BESLAN, Russia, Sept. 3 -- Armed guerrillas holding a school in southern Russia allowed two dozen young children and their mothers to flee to safety Thursday but refused to release hundreds of other hostages, as this small town near Chechnya settled into a tense stalemate punctuated by gunfire.
Dramatic scenes of near-naked babies being carried to freedom by camouflage-clad soldiers did little to alleviate the growing fear among relatives of the remaining hostages two days into the standoff. Senior officials said little progress had been made in securing an end to the siege, but at 7:30 a.m. Friday talks were to resume after a calm overnight.
The guerrillas refused to allow food or medicine to be sent for the hundreds of trapped children inside Beslan's School No. 1. President Vladimir Putin called the situation "horrible" and pledged to do everything possible to "save the life and health of those who are hostages."
The heavily armed insurgents -- described by officials and people who fled the school as a mix of ethnic Chechens, Ingush, Russians and Ossetians -- are demanding the withdrawal of Russian troops from the nearby separatist republic of Chechnya and the release of guerrillas jailed after a raid this summer in Ingushetia, which borders Chechnya. They have mined the school and threatened to blow it up if the government tries to storm it.
In a sign of Russian authorities' growing concern, Chechen separatist leader Akhmed Zakayev said in an interview that two government mediators called him in London on Thursday night and discussed his possible participation in negotiations, the first overture to the rebel government-in-exile in several years.
The siege capped a week of terror attacks elsewhere in Russia -- the nearly simultaneous downing of two airliners last week and a suicide bombing Tuesday at a Moscow subway station -- that were blamed on Chechen women.
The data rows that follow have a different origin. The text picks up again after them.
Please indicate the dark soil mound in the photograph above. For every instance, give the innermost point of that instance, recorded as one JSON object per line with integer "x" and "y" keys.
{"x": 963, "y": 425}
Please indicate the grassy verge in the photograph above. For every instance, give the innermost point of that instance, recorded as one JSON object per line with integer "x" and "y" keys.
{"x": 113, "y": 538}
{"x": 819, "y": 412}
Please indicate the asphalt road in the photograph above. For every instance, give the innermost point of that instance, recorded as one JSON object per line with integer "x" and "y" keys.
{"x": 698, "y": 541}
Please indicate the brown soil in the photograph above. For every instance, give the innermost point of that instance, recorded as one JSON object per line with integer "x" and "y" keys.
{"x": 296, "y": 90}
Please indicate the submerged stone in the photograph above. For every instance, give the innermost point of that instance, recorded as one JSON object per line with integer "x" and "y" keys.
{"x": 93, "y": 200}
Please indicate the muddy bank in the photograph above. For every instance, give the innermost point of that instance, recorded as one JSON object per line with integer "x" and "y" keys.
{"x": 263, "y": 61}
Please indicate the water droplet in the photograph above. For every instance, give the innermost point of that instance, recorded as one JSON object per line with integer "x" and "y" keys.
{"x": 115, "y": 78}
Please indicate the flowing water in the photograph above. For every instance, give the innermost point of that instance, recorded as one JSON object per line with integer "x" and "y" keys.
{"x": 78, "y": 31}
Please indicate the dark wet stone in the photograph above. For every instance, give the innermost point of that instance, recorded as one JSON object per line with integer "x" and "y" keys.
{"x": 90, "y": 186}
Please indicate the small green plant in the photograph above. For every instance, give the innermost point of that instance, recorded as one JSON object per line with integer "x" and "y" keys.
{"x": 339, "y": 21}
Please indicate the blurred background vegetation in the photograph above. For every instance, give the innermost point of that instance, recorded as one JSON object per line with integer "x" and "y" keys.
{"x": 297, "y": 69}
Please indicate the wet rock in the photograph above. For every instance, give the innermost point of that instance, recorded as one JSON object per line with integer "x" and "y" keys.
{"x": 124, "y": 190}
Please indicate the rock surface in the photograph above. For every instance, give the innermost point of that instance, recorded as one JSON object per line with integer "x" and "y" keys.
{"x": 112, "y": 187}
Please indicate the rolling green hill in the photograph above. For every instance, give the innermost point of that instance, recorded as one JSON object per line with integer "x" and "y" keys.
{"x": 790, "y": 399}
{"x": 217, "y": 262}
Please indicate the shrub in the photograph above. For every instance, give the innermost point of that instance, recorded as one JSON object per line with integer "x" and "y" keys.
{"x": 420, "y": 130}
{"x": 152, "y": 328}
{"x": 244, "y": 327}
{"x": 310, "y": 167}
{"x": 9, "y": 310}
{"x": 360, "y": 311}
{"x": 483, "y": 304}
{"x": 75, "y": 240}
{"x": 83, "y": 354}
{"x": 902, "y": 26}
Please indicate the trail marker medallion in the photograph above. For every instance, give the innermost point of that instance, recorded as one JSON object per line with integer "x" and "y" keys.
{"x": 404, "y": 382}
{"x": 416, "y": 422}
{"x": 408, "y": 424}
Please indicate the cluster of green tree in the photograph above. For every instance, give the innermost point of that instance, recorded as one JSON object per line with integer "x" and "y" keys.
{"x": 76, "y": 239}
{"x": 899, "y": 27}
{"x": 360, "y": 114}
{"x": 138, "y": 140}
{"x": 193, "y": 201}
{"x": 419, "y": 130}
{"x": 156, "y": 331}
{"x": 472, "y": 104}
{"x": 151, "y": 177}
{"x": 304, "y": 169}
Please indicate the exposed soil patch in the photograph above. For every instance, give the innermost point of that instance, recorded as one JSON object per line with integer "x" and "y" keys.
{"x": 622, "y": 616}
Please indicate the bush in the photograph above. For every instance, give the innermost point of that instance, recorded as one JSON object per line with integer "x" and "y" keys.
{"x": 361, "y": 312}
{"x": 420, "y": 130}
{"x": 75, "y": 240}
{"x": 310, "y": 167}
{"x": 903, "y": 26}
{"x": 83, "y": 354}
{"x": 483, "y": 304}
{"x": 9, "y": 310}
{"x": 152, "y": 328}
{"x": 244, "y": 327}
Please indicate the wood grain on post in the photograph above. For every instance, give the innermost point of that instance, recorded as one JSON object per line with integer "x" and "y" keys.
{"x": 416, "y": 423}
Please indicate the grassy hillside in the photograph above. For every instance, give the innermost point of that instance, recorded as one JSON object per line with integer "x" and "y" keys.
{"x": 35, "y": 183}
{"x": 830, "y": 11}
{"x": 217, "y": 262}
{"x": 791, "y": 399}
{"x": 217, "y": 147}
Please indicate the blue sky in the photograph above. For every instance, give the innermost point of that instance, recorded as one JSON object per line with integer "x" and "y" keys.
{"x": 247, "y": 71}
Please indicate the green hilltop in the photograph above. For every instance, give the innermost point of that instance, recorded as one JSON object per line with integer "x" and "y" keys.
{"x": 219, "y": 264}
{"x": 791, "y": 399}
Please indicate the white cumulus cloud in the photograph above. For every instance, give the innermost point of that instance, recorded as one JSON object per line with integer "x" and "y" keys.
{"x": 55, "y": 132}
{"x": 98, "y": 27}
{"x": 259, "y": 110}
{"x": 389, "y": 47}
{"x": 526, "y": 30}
The new spasm of terrorism, Putin said, threatens to "explode the fragile balance" in Chechnya and the neighboring Caucasus regions of southern Russia.
Putin, who canceled a trip to Turkey to attend to the crisis, now faces the difficult decision of whether to order troops to storm the school, risking massive casualties, like the 129 patrons who died in a 2002 siege of a Moscow theater, or violate his own long-standing policy and negotiate with terrorists.
The attack on the school, in the region of North Ossetia just west of Chechnya, came at the close of Wednesday's opening-day ceremony, just after 9 a.m., when hundreds of students, teachers and parents were packed into the gym. About a dozen adults were killed in the initial shootout.
Two days into the standoff, confusion remained over the number of hostages, and many relatives here accused the government of deliberately understating the total.
The official tally was reported at 354 Thursday morning by Lev Dzugaev, an aide to the North Ossetian president. Minutes later, local Interior Ministry chief Kazbek Dzantiyev said 400 children and an unknown number of adults were in the building. Parents who were gathered in the local House of Culture said the actual number was far higher, and separatist leader Zakayev said he was told by the government mediators that the total was close to 1,000.
Estimates on the number of guerrillas were similarly uncertain, ranging from 15 to 40, including at least two women wearing explosives.
"When will you stop lying and tell the truth?" shouted a man in the crowd that gathered around Dzugaev at one point. Another man demanded to know, "How are they going to survive without food and water?" He did not get an answer.
Officials have refused to confirm the demands being put forward by the hostage takers, though several sources said the group wanted a pullout of Russian troops from Chechnya and the release of about 30 guerrillas arrested after the raid this summer in Ingushetia.
Russia's state-controlled TV networks have followed the Kremlin's lead, not reporting the demands or the possibility of a higher hostage number than the official total.